29 juin 2022
Cour de cassation
Pourvoi n° 21-84.321

Chambre criminelle - Formation restreinte hors RNSM/NA

Publié au Bulletin

ECLI:FR:CCASS:2022:CR01007

Titres et sommaires

ETRANGER - Entrée et séjour - Entrée et séjour irréguliers - Pénétration non autorisée sur le territoire national après interdiction judiciaire - Soustraction à l'exécution d'une mesure de refus d'entrée en France - Caractérisation - Violation délibérée de l'interdiction et refus d'exécuter la mesure de refus d'entrée sur le territoire national - Exigence d'une mesure de contrainte (non)

Les infractions de pénétration non autorisée sur le territoire national après interdiction judiciaire et de soustraction à l'exécution d'une mesure de refus d'entrée en France sont caractérisées par la violation délibérée de cette interdiction judiciairement prononcée et par le refus d'exécuter la mesure de refus d'entrée en France.
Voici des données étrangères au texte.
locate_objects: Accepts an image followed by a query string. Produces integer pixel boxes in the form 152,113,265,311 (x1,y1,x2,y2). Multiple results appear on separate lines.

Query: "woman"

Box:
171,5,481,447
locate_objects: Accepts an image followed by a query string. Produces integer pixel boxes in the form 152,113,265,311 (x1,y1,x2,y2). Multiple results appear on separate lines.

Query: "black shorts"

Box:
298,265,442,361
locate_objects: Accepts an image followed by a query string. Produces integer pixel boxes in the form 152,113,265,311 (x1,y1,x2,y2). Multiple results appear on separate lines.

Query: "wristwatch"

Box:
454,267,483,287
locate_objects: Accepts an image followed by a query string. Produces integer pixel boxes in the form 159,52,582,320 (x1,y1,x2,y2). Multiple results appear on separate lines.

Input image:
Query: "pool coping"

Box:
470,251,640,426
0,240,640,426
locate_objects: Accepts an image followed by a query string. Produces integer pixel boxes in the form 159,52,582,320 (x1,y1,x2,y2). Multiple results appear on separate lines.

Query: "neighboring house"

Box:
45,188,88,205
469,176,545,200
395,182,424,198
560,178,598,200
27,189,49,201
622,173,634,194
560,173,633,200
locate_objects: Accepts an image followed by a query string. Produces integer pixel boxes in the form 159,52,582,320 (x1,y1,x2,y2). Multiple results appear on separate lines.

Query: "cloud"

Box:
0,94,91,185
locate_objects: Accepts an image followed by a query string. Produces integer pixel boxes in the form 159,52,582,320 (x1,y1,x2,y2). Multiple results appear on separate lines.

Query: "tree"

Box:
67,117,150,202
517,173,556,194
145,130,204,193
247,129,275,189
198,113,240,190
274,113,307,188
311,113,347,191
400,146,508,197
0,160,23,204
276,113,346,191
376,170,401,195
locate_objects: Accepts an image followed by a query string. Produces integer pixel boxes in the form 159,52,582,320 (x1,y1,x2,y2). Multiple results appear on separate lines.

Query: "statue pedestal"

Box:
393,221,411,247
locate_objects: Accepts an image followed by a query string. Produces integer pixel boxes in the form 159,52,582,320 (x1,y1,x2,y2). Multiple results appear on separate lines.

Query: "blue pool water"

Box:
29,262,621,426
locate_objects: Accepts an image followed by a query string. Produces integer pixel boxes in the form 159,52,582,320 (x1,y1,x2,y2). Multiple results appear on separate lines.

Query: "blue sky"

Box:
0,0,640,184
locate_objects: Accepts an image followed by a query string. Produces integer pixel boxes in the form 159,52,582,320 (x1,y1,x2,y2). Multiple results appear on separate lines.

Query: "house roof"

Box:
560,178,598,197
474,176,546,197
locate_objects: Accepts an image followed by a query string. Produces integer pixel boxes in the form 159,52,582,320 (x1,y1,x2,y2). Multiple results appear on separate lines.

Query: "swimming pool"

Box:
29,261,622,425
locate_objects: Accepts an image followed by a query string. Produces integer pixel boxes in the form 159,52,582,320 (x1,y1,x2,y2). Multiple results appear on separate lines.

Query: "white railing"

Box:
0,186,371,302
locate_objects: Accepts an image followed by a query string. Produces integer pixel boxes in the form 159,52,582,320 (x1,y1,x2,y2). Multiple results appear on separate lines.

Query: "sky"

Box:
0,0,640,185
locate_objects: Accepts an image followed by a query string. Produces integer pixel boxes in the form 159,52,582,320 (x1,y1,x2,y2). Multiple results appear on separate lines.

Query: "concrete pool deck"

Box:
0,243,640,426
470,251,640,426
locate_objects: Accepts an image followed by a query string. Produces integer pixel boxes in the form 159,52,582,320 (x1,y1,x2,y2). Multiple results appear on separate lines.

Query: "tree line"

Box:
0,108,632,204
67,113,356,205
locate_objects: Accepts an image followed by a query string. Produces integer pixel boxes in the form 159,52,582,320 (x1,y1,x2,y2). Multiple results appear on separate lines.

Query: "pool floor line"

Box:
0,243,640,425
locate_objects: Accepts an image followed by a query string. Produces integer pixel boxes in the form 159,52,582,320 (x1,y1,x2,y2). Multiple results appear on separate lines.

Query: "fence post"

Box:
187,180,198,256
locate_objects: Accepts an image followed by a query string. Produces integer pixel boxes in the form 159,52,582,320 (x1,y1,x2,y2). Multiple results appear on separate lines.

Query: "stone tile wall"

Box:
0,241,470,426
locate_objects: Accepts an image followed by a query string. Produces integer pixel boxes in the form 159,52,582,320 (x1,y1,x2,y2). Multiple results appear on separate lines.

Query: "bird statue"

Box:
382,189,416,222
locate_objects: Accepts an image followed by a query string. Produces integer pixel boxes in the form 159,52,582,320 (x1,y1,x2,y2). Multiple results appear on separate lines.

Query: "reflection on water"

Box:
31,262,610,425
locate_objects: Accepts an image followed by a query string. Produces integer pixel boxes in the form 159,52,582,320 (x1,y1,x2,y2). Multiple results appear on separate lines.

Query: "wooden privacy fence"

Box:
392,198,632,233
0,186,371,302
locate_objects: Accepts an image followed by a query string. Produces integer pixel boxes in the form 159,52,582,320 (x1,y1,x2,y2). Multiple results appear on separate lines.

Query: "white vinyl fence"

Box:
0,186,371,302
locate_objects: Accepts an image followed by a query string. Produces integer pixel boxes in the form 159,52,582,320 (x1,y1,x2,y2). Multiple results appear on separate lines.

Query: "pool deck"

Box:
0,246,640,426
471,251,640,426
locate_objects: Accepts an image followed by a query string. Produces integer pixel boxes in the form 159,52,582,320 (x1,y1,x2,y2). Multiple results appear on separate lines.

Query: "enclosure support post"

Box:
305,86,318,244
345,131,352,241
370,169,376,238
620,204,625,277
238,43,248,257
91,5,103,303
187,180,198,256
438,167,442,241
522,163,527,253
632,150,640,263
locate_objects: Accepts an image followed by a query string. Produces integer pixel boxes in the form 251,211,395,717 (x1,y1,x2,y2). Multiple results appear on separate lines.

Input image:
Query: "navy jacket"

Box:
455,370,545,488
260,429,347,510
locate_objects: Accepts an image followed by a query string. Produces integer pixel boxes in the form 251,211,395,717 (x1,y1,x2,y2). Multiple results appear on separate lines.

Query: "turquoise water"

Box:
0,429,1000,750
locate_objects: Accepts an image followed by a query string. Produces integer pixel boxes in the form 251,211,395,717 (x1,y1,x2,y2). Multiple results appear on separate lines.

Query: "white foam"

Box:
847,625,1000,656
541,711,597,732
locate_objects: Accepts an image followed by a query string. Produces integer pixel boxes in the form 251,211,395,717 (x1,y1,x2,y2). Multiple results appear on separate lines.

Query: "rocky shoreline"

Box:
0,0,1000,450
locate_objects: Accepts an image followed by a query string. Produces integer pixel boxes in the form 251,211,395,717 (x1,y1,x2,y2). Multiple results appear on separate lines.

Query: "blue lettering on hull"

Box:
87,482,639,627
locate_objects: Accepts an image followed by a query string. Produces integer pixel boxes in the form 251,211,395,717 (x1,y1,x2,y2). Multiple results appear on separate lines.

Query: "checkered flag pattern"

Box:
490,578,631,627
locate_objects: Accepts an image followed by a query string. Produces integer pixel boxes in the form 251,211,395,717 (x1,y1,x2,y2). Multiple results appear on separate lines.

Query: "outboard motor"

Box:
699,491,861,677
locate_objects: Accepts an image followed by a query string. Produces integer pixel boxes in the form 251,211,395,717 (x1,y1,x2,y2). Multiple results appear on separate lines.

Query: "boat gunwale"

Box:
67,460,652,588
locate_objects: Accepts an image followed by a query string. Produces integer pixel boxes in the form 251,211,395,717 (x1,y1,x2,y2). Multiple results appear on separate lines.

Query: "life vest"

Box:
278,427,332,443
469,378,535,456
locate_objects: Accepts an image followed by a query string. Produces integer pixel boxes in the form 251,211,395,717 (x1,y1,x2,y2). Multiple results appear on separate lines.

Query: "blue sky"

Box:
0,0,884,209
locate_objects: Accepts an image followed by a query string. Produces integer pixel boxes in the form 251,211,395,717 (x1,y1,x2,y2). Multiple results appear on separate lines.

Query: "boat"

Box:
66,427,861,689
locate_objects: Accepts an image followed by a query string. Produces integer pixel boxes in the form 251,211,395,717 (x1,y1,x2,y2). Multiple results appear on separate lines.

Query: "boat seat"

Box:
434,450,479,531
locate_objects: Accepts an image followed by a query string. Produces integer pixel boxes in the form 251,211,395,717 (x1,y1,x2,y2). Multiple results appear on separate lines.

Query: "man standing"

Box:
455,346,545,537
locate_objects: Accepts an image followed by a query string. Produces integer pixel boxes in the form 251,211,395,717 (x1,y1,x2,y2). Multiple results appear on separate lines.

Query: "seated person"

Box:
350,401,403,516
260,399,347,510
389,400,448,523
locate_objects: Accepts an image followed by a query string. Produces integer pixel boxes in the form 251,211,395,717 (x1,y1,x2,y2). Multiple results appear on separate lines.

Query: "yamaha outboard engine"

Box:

Distinctes de la soustraction à une mesure d'éloignement, elles n'entrent pas dans les prévisions de la directive 2008/115/CE du Parlement européen et du Conseil du 16 décembre 2018 et n'exigent, pour être poursuivies, aucune mesure de contrainte particulière

Texte de la décision

N° N 21-84.321 F-B

N° 01007


GM
29 JUIN 2022


REJET



M. DE LAROSIÈRE DE CHAMPFEU conseiller le plus ancien faisant fonction de président,








R É P U B L I Q U E F R A N Ç A I S E
________________________________________


AU NOM DU PEUPLE FRANÇAIS
_________________________


ARRÊT DE LA COUR DE CASSATION, CHAMBRE CRIMINELLE,
DU 29 JUIN 2022



M. [D] [W] a formé un pourvoi contre l'arrêt de la cour d'appel de Paris, chambre 2-8, en date du 30 juin 2021,qui, pour entrée non autorisée, malgré interdiction judiciaire sur le territoire français et soustraction à une mesure de refus d'entrée en France, l'a condamné à trois mois d'emprisonnement.

Des mémoires ampliatif et personnel ont été produits.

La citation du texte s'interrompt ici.